My archery deer area has tons of them. I kick atleast one from every stand of trees I bust through


----------



## colorcountrygunner (Oct 6, 2009)

Trooper said:


> My guess is the trees are getting too old. Go cut 10 acres and see if that helps.
> 
> Don't freak out on me, but climate change is not helping forest grouse at all in this state. Lack of understory/forbes/berries/mushrooms, limited dew in hot weather, shortage of insulating snow in cold weather, beetle kill taking down winter roost trees.
> 
> Predators peak and fall in cycle with their prey... they don't cause long term changes.


Climate change? Pffft. I got cold a couple times this winter.
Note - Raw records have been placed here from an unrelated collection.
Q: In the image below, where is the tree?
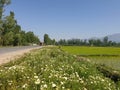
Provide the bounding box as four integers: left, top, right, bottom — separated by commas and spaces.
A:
3, 31, 14, 46
44, 34, 51, 45
103, 36, 108, 46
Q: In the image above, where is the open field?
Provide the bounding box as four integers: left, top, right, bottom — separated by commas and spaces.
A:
61, 46, 120, 70
0, 48, 120, 90
62, 46, 120, 56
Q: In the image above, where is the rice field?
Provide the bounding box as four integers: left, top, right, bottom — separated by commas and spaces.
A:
0, 48, 120, 90
61, 46, 120, 70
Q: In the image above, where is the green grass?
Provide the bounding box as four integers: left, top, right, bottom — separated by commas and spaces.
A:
61, 46, 120, 70
0, 48, 120, 90
61, 46, 120, 56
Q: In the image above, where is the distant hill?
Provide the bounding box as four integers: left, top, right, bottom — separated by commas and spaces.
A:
107, 33, 120, 42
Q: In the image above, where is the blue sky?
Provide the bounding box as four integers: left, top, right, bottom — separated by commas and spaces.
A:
6, 0, 120, 40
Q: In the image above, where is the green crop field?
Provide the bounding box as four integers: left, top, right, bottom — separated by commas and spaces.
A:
0, 48, 120, 90
61, 46, 120, 70
62, 46, 120, 56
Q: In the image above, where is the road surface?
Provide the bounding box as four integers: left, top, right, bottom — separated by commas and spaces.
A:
0, 46, 41, 65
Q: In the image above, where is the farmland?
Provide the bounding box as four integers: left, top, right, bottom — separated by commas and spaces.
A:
61, 46, 120, 70
0, 47, 120, 90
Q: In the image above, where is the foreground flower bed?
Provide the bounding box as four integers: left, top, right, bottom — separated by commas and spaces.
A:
0, 48, 120, 90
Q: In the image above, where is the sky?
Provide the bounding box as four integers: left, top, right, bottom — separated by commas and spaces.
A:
5, 0, 120, 40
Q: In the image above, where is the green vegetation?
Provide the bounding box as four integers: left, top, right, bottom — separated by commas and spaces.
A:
0, 48, 120, 90
0, 0, 39, 46
44, 34, 56, 45
61, 46, 120, 70
57, 37, 120, 47
62, 46, 120, 56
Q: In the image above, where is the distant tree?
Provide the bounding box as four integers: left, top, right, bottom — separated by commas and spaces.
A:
103, 36, 108, 46
13, 33, 22, 46
0, 0, 11, 20
88, 39, 94, 46
44, 34, 51, 45
3, 31, 14, 46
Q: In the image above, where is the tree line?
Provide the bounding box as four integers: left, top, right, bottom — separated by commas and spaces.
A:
44, 34, 120, 47
56, 36, 120, 47
0, 0, 40, 46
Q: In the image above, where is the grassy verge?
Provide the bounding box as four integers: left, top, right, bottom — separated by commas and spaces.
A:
0, 48, 120, 90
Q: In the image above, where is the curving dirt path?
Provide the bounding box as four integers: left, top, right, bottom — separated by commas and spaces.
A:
0, 47, 42, 65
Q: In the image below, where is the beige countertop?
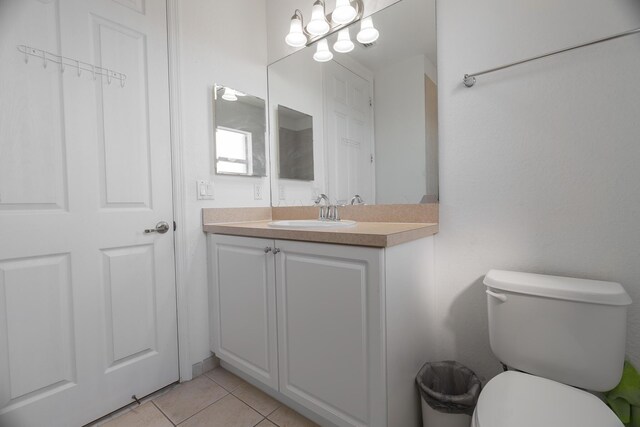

Where is this global warming everyone is talking about.


----------



## johnnycake (Jul 19, 2011)

Hawks, falcons, and eagles can destroy a grouse spot in a very short time period


----------



## swampfox (Dec 30, 2014)

My areas were a little down last year, but have been good the last several years before that. I deer hunted the cache last year and saw an unbelievable amount of grouse on that hunt. They don't seem to be struggling much in the areas I normally hit, so my guess is it's more of a local issue in your area. I love the little buggers so I hope they find a way back to your property.


----------



## Hoopermat (Dec 17, 2010)

swampfox said:


> My areas were a little down last year, but have been good the last several years before that. I deer hunted the cache last year and saw an unbelievable amount of grouse on that hunt. They don't seem to be struggling much in the areas I normally hit, so my guess is it's more of a local issue in your area. I love the little buggers so I hope they find a way back to your property.


Well now we will have everyone up in cache looking for birds


----------



## swampfox (Dec 30, 2014)

Hoopermat said:


> Well now we will have everyone up in cache looking for birds


Haha yeah I know how those blues draw crowds. My apologies for hot spotting your 1500 sq. miles (give or take) of prime grouse habitat.


----------



## CROC (Sep 12, 2007)

Does anyone know if there grouse on the San Juan Abajo mountains? I have been scouting down there and haven't ran into any yet.


----------